We can’t see our own blind spots.
Supervised practice is practice with someone who can see what we cannot see, who can help us avoid playing the wrong notes.
2: Supervised Practice With Feedback
More specifically, we need supervised practice with feedback.
Writing daily won’t make you a better writer. It will make you a more prolific writer. If you want to be a better writer, you need someone to critique your writing.
We want someone who can look at what we’re doing and tell us how to improve it.
3: Supervised Practice With Contemporaneous Feedback
That said, feedback on the output can be less helpful in some cases.
If you’re doing squats in the gym and your moving in a way that could lead to injury, you don’t want the feedback after many reps.

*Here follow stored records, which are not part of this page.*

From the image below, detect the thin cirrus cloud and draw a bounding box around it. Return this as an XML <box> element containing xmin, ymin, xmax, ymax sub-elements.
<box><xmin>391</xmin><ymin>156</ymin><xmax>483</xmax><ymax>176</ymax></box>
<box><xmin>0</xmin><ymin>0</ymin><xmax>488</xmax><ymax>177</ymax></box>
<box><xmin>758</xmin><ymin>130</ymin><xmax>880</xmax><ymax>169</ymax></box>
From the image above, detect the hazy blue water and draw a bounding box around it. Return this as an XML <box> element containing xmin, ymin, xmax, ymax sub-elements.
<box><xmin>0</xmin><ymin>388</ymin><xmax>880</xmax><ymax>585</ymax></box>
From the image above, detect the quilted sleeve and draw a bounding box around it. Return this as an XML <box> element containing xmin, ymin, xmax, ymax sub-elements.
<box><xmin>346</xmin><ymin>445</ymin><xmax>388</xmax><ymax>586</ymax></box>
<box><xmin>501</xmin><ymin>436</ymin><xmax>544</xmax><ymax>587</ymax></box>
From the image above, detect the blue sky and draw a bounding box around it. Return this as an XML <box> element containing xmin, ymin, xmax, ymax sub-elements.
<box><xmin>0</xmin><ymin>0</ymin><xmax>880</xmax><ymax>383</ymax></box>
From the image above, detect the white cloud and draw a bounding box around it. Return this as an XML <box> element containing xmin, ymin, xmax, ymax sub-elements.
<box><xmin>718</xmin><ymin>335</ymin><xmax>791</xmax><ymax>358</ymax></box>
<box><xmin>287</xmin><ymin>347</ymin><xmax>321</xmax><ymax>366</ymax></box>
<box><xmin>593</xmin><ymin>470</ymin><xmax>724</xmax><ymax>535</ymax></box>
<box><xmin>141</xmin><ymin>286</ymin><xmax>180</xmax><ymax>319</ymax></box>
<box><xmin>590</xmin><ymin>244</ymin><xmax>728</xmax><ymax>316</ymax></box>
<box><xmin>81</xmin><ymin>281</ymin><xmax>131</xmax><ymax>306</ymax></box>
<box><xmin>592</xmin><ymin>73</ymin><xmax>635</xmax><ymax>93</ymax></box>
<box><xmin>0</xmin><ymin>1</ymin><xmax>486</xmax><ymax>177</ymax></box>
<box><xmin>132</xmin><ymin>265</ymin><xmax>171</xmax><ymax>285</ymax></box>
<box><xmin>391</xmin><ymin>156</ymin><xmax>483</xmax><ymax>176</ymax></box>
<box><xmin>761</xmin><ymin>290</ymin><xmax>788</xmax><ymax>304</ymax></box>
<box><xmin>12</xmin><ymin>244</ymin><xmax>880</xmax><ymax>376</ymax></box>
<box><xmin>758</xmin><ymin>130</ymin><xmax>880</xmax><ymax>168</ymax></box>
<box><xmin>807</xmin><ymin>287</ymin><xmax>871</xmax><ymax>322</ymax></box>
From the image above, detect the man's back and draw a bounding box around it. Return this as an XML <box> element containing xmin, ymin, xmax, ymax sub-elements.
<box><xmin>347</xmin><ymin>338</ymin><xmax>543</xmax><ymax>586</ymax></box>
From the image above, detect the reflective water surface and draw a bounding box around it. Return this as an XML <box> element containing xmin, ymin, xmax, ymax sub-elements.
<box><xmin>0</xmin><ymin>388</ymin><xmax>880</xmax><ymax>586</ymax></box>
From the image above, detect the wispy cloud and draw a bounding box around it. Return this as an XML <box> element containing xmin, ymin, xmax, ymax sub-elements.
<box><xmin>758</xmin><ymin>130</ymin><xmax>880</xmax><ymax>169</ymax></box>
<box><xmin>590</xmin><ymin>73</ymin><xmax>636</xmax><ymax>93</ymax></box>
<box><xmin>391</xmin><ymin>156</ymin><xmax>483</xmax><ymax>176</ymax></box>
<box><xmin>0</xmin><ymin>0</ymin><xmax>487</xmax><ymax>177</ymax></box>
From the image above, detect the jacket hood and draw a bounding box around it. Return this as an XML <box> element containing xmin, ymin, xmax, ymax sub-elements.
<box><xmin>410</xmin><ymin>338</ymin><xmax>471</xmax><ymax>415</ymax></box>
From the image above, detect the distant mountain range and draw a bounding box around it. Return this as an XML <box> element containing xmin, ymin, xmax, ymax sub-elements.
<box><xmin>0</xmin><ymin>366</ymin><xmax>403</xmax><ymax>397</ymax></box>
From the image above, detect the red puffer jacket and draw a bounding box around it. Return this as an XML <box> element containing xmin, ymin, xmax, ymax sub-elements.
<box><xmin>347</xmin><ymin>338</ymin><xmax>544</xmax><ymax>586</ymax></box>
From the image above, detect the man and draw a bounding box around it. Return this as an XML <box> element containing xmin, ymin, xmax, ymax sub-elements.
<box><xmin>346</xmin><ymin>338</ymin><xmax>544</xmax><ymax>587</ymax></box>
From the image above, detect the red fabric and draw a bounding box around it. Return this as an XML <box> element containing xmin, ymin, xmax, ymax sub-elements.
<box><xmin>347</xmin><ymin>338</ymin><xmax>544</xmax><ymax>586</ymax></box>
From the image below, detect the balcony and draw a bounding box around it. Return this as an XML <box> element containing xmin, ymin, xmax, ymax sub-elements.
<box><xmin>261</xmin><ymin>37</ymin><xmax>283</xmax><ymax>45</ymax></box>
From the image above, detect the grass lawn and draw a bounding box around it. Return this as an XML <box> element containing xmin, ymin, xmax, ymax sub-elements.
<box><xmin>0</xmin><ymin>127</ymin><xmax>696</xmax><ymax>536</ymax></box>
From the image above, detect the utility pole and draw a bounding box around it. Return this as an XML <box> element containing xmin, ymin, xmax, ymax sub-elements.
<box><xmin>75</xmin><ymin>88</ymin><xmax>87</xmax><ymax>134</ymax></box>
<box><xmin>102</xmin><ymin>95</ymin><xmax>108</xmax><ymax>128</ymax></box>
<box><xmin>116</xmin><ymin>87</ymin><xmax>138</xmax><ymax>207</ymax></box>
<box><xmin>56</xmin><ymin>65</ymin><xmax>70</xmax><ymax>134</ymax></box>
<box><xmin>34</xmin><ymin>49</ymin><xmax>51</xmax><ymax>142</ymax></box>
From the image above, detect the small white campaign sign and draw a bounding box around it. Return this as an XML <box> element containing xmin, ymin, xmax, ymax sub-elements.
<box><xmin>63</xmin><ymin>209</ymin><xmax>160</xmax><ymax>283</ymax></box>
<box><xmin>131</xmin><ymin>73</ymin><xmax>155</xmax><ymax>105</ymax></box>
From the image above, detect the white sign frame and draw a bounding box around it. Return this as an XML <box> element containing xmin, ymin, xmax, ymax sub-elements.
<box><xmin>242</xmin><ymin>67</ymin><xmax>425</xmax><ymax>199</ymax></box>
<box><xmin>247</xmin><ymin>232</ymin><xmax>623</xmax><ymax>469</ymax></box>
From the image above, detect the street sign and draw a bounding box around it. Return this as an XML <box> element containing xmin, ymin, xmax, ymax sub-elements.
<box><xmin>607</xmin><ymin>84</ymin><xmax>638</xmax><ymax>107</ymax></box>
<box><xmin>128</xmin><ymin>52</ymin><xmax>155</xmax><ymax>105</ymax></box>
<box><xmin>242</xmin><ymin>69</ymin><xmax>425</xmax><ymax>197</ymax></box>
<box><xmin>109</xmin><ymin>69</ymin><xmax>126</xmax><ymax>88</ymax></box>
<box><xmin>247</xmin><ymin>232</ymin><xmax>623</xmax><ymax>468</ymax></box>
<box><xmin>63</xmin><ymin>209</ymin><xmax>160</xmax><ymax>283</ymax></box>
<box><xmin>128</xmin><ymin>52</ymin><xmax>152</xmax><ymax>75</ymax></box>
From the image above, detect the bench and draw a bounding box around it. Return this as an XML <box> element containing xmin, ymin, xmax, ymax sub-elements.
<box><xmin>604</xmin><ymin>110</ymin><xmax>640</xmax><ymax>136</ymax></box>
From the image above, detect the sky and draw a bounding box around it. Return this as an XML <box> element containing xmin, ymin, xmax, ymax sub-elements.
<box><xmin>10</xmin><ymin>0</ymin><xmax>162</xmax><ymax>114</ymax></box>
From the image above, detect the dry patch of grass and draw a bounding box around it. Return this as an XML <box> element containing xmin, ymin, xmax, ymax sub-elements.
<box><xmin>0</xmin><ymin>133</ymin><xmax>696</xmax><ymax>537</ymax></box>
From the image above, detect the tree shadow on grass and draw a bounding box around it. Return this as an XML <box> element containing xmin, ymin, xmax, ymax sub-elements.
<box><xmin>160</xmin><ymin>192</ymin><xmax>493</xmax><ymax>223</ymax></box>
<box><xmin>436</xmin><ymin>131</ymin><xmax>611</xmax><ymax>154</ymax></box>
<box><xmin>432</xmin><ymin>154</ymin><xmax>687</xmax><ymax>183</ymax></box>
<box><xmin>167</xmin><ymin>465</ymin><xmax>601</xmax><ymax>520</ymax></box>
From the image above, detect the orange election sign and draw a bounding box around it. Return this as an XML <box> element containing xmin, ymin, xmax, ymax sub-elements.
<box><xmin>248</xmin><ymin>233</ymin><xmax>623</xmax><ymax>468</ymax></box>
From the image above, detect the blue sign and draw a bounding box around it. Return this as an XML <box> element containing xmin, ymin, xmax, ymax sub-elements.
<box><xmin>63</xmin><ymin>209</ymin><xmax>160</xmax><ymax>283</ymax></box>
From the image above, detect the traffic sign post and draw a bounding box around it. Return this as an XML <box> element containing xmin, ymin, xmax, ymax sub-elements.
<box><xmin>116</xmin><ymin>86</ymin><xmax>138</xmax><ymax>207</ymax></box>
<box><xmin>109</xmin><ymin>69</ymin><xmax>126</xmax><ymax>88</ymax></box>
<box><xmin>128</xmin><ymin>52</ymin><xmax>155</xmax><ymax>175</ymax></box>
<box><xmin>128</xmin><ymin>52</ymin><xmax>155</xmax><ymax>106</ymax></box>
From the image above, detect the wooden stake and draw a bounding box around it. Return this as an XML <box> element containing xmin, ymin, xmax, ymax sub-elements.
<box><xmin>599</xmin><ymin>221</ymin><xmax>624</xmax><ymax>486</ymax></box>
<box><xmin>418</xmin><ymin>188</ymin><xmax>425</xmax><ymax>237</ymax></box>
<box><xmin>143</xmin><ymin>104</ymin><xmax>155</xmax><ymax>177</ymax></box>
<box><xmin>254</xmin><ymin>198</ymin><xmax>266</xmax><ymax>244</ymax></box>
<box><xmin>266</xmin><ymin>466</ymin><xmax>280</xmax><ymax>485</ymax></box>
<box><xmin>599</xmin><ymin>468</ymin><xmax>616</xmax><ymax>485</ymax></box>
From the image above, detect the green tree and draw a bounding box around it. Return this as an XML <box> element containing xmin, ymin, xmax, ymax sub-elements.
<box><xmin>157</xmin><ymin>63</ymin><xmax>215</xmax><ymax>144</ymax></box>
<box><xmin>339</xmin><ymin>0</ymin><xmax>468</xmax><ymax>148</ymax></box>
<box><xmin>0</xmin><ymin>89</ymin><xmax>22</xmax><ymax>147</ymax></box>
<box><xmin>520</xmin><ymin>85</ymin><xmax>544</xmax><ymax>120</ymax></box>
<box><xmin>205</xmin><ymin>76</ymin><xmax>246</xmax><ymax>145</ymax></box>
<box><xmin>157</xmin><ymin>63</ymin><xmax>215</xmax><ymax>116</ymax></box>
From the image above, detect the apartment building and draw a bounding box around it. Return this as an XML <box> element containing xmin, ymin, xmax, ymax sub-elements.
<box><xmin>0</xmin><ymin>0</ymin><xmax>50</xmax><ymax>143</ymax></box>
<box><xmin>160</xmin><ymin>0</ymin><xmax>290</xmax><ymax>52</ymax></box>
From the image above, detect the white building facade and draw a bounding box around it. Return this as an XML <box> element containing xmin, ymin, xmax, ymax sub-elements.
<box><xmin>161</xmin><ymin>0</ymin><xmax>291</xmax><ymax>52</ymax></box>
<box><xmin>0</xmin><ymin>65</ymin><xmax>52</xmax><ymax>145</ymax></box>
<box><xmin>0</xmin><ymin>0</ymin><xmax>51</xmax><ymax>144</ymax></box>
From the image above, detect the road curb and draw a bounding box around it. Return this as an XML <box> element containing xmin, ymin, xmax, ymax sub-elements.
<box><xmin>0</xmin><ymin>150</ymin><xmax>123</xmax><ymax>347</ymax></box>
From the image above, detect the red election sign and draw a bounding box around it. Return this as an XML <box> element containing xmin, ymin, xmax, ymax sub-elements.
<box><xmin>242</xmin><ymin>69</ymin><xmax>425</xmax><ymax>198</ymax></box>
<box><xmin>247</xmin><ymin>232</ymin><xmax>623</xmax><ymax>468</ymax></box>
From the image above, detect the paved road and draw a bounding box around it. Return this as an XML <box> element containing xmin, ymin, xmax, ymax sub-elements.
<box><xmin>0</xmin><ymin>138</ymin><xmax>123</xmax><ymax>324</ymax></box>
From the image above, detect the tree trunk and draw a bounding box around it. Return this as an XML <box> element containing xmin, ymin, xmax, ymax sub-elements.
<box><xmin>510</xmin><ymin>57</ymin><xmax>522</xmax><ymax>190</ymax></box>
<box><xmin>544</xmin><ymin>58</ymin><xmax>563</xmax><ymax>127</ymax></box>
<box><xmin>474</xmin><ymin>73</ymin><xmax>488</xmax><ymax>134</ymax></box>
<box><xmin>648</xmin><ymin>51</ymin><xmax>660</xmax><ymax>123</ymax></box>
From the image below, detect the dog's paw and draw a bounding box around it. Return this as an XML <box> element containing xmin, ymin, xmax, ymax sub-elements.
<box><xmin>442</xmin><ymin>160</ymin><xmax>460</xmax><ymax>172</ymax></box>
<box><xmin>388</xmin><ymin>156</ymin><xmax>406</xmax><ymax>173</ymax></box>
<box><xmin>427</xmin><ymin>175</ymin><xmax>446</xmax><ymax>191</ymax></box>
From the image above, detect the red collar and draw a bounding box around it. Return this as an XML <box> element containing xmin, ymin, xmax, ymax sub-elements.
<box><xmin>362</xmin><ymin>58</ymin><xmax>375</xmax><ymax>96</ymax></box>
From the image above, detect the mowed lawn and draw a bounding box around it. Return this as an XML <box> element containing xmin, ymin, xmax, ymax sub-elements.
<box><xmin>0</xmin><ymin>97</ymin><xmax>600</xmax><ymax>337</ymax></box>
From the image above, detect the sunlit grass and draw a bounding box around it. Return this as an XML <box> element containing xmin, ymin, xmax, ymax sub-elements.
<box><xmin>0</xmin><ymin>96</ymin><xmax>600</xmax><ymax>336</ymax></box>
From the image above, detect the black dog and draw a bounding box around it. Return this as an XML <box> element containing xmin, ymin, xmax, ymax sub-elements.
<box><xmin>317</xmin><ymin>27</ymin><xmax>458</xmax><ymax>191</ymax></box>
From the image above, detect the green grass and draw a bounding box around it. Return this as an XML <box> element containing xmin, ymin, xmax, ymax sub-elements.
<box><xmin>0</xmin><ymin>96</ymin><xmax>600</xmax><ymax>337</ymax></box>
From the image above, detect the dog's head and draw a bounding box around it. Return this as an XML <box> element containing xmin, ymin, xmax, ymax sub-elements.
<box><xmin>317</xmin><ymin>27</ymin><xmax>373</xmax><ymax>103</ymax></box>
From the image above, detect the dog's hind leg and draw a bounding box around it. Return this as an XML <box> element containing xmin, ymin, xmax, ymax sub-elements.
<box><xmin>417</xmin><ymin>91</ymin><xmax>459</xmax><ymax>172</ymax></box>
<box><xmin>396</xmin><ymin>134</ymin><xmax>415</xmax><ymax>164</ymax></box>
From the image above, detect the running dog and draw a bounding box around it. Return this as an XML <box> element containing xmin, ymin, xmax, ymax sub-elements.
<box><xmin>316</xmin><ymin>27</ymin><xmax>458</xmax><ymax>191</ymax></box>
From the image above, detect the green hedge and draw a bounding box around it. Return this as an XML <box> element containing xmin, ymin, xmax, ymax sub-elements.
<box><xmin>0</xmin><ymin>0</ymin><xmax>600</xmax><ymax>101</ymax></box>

You want the feedback as soon as you’re moving the wrong way — so you can adjust in real time.
This is where we need supervised practice with contemporaneous feedback — feedback that occurs in real time.
You want the feedback in the moment your finger is on the wrong piano key, so you can correct yourself in the moment and avoid creating bad habits.
We need someone who can correct our form or interrupt the dysfunctional pattern before we groove the incorrect neural pathway.
The more immediate the feedback, the more quickly we can adjust our form and practice in a way that will lead to progress.